In 2009, I got on 15 airplanes and crossed 22 borders. Four months into 2010 and I’ve already been on 4 airplanes and crossed 8 borders. That’s significantly more traveling than most of the world will do in their lifetime.

And yet I keep doing it. I keep jumping on airplanes and buses and trains. But why?

It’s not because traveling is easy. On the contrary, it is more often than not a struggle. Especially in Africa, I struggle with something no matter where I am. Struggle with being ripped off. Struggle with being called mzungu. Struggle with always packing and unpacking my backpack. Struggle with maintaining a regular workout schedule. Struggle with the heat. The lack of water. The lack of electricity. The lack of pretty much everything when you need it the most.

And yet I keep coming back. Actually, that’s an understatement. When I go home, I can’t wait to go back. I crave the unknown. I crave the struggle.

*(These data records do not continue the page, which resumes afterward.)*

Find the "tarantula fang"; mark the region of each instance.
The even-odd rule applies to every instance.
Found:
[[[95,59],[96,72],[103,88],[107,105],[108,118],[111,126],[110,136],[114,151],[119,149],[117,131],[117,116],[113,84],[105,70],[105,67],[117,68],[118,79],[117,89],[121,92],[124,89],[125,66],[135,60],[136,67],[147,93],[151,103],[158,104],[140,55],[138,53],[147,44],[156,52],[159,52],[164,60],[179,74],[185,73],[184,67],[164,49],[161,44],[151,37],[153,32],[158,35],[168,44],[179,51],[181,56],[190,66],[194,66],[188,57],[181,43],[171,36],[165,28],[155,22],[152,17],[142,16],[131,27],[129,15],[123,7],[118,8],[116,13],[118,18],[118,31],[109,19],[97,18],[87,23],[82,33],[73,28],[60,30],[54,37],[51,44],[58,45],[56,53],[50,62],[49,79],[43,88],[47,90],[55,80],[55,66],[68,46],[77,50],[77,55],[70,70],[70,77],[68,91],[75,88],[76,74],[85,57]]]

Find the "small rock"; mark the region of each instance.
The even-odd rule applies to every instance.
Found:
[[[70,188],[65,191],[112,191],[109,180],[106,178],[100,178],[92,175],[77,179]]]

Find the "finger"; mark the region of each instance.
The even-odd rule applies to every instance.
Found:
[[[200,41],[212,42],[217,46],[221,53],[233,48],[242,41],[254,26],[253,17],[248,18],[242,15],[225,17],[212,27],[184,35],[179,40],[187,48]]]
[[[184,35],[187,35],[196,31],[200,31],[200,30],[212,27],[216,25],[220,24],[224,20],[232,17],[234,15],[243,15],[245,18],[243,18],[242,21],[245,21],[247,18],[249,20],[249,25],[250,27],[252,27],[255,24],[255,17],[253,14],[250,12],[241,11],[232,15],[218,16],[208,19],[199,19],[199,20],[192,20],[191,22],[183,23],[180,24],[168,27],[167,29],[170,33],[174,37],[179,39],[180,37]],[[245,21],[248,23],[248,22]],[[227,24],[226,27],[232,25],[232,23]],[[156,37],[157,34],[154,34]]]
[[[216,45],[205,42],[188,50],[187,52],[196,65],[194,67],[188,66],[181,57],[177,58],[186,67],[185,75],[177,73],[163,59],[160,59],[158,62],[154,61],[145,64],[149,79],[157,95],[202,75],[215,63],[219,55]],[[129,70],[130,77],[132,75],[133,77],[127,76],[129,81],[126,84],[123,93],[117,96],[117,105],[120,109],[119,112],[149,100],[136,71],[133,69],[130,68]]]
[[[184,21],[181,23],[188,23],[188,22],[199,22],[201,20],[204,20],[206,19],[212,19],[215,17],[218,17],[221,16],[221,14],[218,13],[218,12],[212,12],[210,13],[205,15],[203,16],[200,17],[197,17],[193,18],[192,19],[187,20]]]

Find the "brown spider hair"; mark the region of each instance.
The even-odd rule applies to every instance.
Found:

Why? Because those are the easiest times to learn. Because hopping on an airplane is almost a guaranteed ticket to some sort of profound life realization or change. Sure, I can have the same discoveries back in the States. In fact, if I make a list of the top 10 things that make me happiest in life, I can find them all in the US. But somehow, I’m left unsatisfied.

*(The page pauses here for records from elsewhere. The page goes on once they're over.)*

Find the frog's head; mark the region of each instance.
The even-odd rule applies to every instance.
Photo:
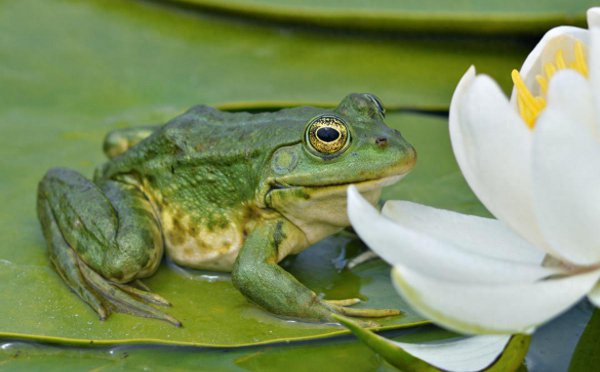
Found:
[[[381,188],[416,161],[413,147],[384,124],[373,95],[351,94],[336,109],[314,114],[298,125],[301,141],[273,152],[259,193],[265,207],[298,226],[309,243],[348,226],[348,185],[375,203]]]

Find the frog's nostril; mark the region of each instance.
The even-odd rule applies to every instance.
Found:
[[[381,148],[384,148],[387,146],[387,137],[377,137],[377,139],[375,139],[375,144]]]

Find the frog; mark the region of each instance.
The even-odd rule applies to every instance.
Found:
[[[250,306],[278,317],[398,315],[325,299],[280,265],[349,226],[349,185],[376,204],[413,168],[414,148],[384,119],[379,98],[353,93],[335,108],[199,105],[164,125],[113,130],[91,179],[57,167],[39,182],[49,260],[101,320],[119,312],[182,325],[142,281],[165,255],[230,273]]]

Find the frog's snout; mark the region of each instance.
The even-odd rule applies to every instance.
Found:
[[[384,137],[384,136],[377,137],[375,139],[375,144],[383,149],[387,146],[388,139],[387,139],[387,137]]]

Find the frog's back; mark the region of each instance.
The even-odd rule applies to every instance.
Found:
[[[109,161],[103,177],[135,175],[175,262],[229,271],[259,216],[262,169],[280,146],[302,141],[314,108],[228,113],[196,106]]]

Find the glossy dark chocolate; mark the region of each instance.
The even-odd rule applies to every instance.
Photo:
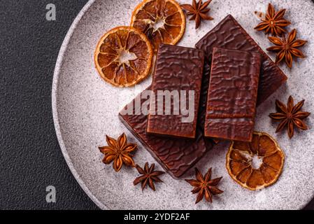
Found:
[[[260,68],[258,53],[213,48],[206,136],[252,141]]]
[[[204,80],[208,80],[208,77]],[[206,86],[206,85],[205,85]],[[150,90],[149,88],[148,90]],[[206,90],[205,90],[205,92]],[[202,96],[204,96],[202,94]],[[206,96],[205,96],[206,97]],[[138,97],[141,97],[138,95]],[[126,108],[134,105],[135,99],[126,106]],[[141,104],[145,99],[141,99]],[[202,99],[201,102],[206,102]],[[199,113],[199,120],[204,120],[205,106]],[[201,159],[207,150],[213,148],[212,141],[204,137],[204,123],[197,127],[195,139],[176,139],[172,137],[148,134],[146,125],[148,115],[143,115],[140,108],[133,106],[133,115],[119,113],[119,118],[124,125],[134,134],[143,146],[173,177],[179,178]],[[139,114],[139,115],[136,115]]]
[[[152,100],[154,100],[155,110],[155,114],[152,114],[150,111],[148,115],[148,133],[195,138],[204,64],[203,50],[165,44],[159,46],[152,83],[152,89],[155,96]],[[166,108],[166,97],[163,94],[158,96],[158,92],[164,93],[165,91],[173,93],[170,108]],[[185,91],[185,97],[182,94],[181,91]],[[189,97],[191,97],[189,96],[190,91],[194,92],[194,111],[187,115],[183,115],[180,101],[186,97],[185,102],[188,102]],[[174,114],[174,104],[178,109],[176,114]],[[157,113],[159,104],[162,106],[160,108],[163,111]],[[187,110],[192,105],[187,103],[186,106]],[[187,117],[189,120],[183,120]]]
[[[211,59],[213,48],[223,48],[259,53],[262,64],[259,76],[257,105],[265,101],[284,83],[287,76],[262,50],[245,30],[231,15],[227,15],[215,28],[196,44],[196,48],[205,51]]]

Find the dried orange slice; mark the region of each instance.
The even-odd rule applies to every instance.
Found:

My friend Brendan once told me that it’s easy to be a good photographer in Africa, but its much harder back in North America. Many things will catch our eye in Africa, make us stop, think, admire, and snap a shot. Back at home, the best shots are hidden in the fabric of our everyday lives, which no longer catches our eye when we look at it. It’s not that the fabric isn’t beautiful; it’s that we have to work a little harder to find that beauty.

After about 2 years of being on the road, I think I’ve finally figured out why I travel. And with that, I’m ready for the struggle of finding good shots and profound realizations from my home country for a little while.